Item 1.01.     Entry into Material Agreement.


On December 10, 2020, NAPCO Security Technologies, Inc. (the “Company”) entered into an underwriting agreement (the “Underwriting Agreement”) with B. Riley Securities, Inc. and Needham & Company, LLC (the “Underwriters”), and the Company’s President and Chief Executive Officer, Richard L. Soloway (the “Selling Stockholder”), relating to the sale by the Selling Stockholder of 2,333,071 shares of the Company’s common stock owned by him in an underwritten secondary public offering, at a price to the public of $26.00 per share. The Selling Stockholder will pay any underwriting discounts and commissions and expenses incurred by the Selling Stockholder in the offering. Pursuant to the Underwriting Agreement, the Selling Stockholder also granted the Underwriters a 30-day option to purchase from the Selling Stockholder up to 334,961 additional shares of his common stock at the public offering price, less the underwriting discount. The Company will not receive any proceeds from the sale of shares of common stock by the Selling Stockholder, nor will the Company be issuing any shares in connection with the offering. The offering is expected to close on or about December 15, 2020, subject to the satisfaction of customary closing conditions contained in the Underwriting Agreement.


The Underwriting Agreement contains customary representations, warranties and agreements by the Company and the Selling Stockholder, customary conditions to closing, indemnification obligations of the Company, the Selling Stockholder and the Underwriters, including for liabilities under the Securities Act of 1933, as amended, other obligations of the parties and termination provisions. 


The secondary public offering by the Selling Stockholder is being made pursuant to the Company’s registration statement on Form S-3 (Registration Statement No. 333-248078), which was declared effective by the Securities and Exchange Commission (the “SEC”) on August 24, 2020, the preliminary prospectus supplement, together with the accompanying prospectus, filed with the SEC on December 10, 2020, and a final prospectus supplement, together with the accompanying prospectus, that was filed with the SEC on December 11, 2020. The foregoing is only a brief description of the terms of the Underwriting Agreement, does not purport to be a complete statement of the rights and obligations of the parties under the Underwriting Agreement and the transactions contemplated thereby, and is qualified in its entirety by reference to a copy of the Underwriting Agreement which is attached as Exhibit 1.1 hereto.
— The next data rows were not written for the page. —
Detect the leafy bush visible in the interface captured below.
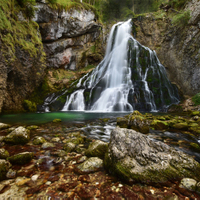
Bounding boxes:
[192,93,200,106]
[172,11,190,27]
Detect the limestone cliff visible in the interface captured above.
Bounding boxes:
[0,1,104,112]
[133,0,200,96]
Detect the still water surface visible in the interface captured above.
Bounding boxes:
[0,111,129,125]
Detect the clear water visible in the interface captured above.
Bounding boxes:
[0,111,128,125]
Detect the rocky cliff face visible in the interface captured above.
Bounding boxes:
[133,0,200,96]
[0,1,104,112]
[34,3,102,70]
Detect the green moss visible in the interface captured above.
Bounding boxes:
[23,100,37,112]
[0,0,45,67]
[192,93,200,106]
[53,119,62,123]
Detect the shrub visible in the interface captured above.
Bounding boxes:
[192,93,200,106]
[172,10,190,27]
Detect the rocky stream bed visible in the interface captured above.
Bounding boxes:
[0,112,200,200]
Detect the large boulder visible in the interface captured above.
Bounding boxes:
[4,126,30,144]
[104,128,200,183]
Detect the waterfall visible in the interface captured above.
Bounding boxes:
[46,20,179,112]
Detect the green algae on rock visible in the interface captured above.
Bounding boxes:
[85,140,108,159]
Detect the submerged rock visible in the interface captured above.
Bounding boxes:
[104,128,200,183]
[8,152,34,165]
[33,136,47,145]
[77,157,103,174]
[4,126,30,144]
[0,148,9,159]
[0,159,11,180]
[85,140,108,158]
[0,123,10,130]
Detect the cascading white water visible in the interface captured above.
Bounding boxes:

Item 8.01.     Other Events.


On December 11, 2020, the Company issued a press release announcing the pricing of the secondary offering. A copy of such press release is attached as Exhibit 99.1 to this Current Report on Form 8-K and incorporated into this Item 8.01 by reference.


Item 9.01 Financial Statements and Exhibits.


(d) Exhibits


Exhibit No.   Description
1.1   Underwriting Agreement dated December 10, 2020.
99.1   Press Release issued by NAPCO Security Technologies, Inc. dated December 11, 2020.







Pursuant to the requirements of the Securities Exchange Act of 1934, the registrant has duly caused this report to be signed on its behalf by the undersigned thereunder duly authorized.